I greci hanno avuto il coraggio di votare «No»: ora fate votare anche gli italiani!

La Lega Nord non vede l’ora di tornare alle urne e il suo leader si dice pronto per governare. Se Renzi è il cagnolino della Merkel, il segretario del Carroccio non sembra disposto a seguirne l'esempio...

ROMA – I greci hanno detto «No». Forte del consenso popolare, Alexis Tsipras ora si dice pronto a dialogare con Bruxelles e a scendere a compromessi. Sull’altare della diplomazia internazionale è stata già sacrificata la testa di Yanis Varoufakis, il ministro delle finanze inviso nell’Ue, che questa mattina ha rassegnato le sue dimissioni per facilitare le trattative. La Lega Nord e Matteo Salvini gioiscono del risultato del referendum e sostengono il popolo greco nella sua battaglia.   

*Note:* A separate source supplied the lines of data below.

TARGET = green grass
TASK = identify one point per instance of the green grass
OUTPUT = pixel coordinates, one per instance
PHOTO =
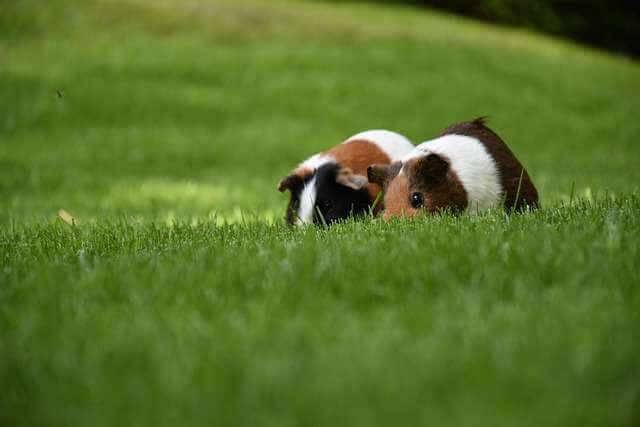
(180, 297)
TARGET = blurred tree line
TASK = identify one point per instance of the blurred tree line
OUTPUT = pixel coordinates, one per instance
(609, 24)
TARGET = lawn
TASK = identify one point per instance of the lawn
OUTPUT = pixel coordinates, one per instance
(180, 298)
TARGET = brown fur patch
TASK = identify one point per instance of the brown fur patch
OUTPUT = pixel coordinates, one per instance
(396, 201)
(438, 194)
(358, 155)
(509, 168)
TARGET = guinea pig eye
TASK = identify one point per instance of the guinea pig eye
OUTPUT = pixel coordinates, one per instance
(416, 200)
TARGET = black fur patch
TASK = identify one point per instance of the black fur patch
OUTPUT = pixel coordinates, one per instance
(336, 201)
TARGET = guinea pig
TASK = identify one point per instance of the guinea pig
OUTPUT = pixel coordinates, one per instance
(468, 167)
(332, 185)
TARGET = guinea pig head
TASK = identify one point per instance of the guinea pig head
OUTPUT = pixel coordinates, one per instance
(325, 195)
(424, 184)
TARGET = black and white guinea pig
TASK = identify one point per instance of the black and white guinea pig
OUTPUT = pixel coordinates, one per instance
(333, 185)
(468, 167)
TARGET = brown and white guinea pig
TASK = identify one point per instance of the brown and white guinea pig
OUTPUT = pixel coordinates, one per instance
(468, 167)
(333, 185)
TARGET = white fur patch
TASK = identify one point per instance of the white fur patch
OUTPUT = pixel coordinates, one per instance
(396, 146)
(308, 194)
(473, 164)
(317, 160)
(307, 203)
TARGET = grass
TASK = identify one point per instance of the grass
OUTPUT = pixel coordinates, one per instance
(180, 297)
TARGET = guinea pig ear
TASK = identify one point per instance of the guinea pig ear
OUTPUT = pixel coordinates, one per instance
(347, 178)
(378, 174)
(291, 182)
(433, 168)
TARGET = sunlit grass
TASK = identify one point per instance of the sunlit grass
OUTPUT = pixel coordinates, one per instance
(179, 297)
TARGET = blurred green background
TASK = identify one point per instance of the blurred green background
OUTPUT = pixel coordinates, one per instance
(192, 109)
(609, 24)
(154, 122)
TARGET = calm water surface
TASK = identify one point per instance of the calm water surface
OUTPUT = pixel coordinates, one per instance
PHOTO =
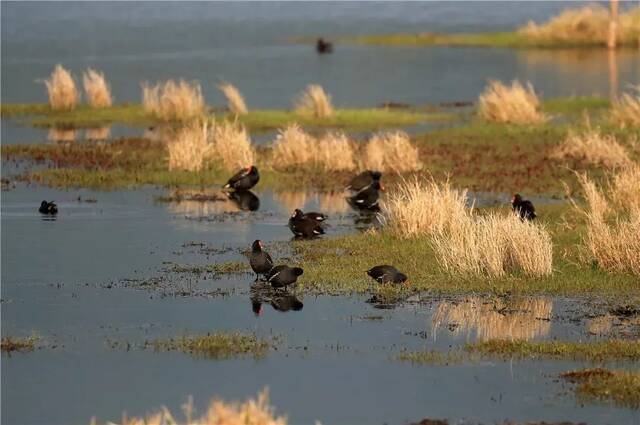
(76, 280)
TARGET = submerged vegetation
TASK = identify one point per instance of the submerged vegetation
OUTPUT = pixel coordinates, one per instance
(510, 104)
(592, 351)
(218, 345)
(10, 344)
(620, 387)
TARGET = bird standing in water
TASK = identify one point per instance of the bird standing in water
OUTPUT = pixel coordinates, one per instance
(523, 207)
(49, 208)
(260, 260)
(244, 179)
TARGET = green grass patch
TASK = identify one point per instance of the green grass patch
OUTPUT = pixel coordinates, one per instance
(215, 346)
(598, 351)
(11, 344)
(41, 115)
(503, 39)
(338, 265)
(620, 387)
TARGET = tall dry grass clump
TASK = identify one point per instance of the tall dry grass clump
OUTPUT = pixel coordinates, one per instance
(171, 101)
(494, 246)
(423, 208)
(625, 111)
(296, 148)
(510, 104)
(189, 147)
(593, 147)
(61, 89)
(251, 412)
(613, 228)
(235, 101)
(391, 152)
(335, 152)
(232, 145)
(588, 25)
(96, 89)
(314, 101)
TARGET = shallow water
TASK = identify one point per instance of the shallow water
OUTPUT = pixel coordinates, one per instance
(95, 278)
(74, 280)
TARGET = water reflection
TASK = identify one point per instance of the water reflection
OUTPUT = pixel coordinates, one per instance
(199, 203)
(98, 134)
(61, 134)
(280, 301)
(523, 318)
(591, 64)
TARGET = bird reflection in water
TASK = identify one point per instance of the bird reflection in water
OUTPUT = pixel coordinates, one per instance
(282, 302)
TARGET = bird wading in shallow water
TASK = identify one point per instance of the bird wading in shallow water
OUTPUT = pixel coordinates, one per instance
(523, 207)
(244, 179)
(283, 276)
(363, 180)
(49, 208)
(367, 199)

Salvini: E’ stato un voto coraggioso
Così com'era stato realizzato, questo referendum, non poteva prevedere un voto completamente libero e sovrano. «I greci sono sotto ricatto e gli enormi disagi creati dalla chiusura delle banche riducono la loro possibilità di ragionare con lucidità": aveva detto il leader della Lega Nord, in un'intervista al Messaggero domenica scorsa.  E, invece (e nonostante l’intimidazione mediatica nei loro confronti), i greci non hanno tradito le aspettative. Quello nel referendum sull'austerità imposta dagli aiuti europei è stato «un voto coraggioso", indispensabile per cambiare le cose. E già si profila all’orizzonte l’ipotesi di un referendum italiano sul modello di quello greco, e la Lega Nord sarebbe la prima a sottoscriverlo: «Se i greci  hanno avuto il coraggio e la dignità di votare No, fate votare - ha detto Salvini - anche gli italiani».

L’euro? Un esperimento genetico fallito
«Perché l'Italia deve continuare a essere massacrata per dare i soldi alle banche tedesche che hanno dato i soldi alla Grecia?» - rilancia Salvini -  «Non ci sono più soldi per fare figli, sposarsi e uscire di casa. Se questa è la vostra bella Europa dei conti a posto tenetevela voi", ha detto il leader della Lega Nord ad Agorà estate, su Raitre. Molti Nobel dell’economia hanno giudicato l'euro un errore. E quando si fa un errore va riconosciuto. Questo esperimento genetico è fallito. «Mettiamoci a un tavolo e riscriviamo i trattati europei che non hanno funzionato, altrimenti l'Italia ha convenienza ad andare da sola", ha ribadito duramente il leader della Lega Nord. Secondo Salvini «se in Europa c'è ancora gente con un minimo di coscienza, prima a 19 (i paesi dell'Eurozona) e poi a 28 (quelli Ue), bisognerà ridiscutere uno per uno tutti i trattati europei. Il punto è chiaro: o l'Europa si ripensa o non avrà futuro».

Quando la Lega Nord arriverà al governo, la Germania avrà di che arrabbiasi davvero
E già la Lega Nord non vede l’ora di tornare alle urne, mentre Salvini si dice pronto per governare. «Quando arriveremo al governo, l'Europa avrà di che incazzarsi davvero. Si aprirà subito un altro scontro alla Tsipras. Ma l'Italia, con tutto il rispetto, non è la Grecia": ha dichiarato il segretario della Lega Nord in un’intervista al Corriere della sera.  «Qualcuno sa dov'è Renzi? Visto che parla sempre, ma non c'è traccia del governo italiano...": ha ironizzato ancora Salvini, commentando la scelta del presidente del Consiglio di stare (finora) in silenzio a proposito del risultato del referendum greco sull'austerità e le proposte delle istituzioni internazionali sugli aiuti economici. «Renzi è il cagnolino della Merkel», aveva detto precedentemente il segretario del Carroccio, e il leader della Lega Nord ha già fatto capire chiaramente di non essere disposto a seguirne l’esempio.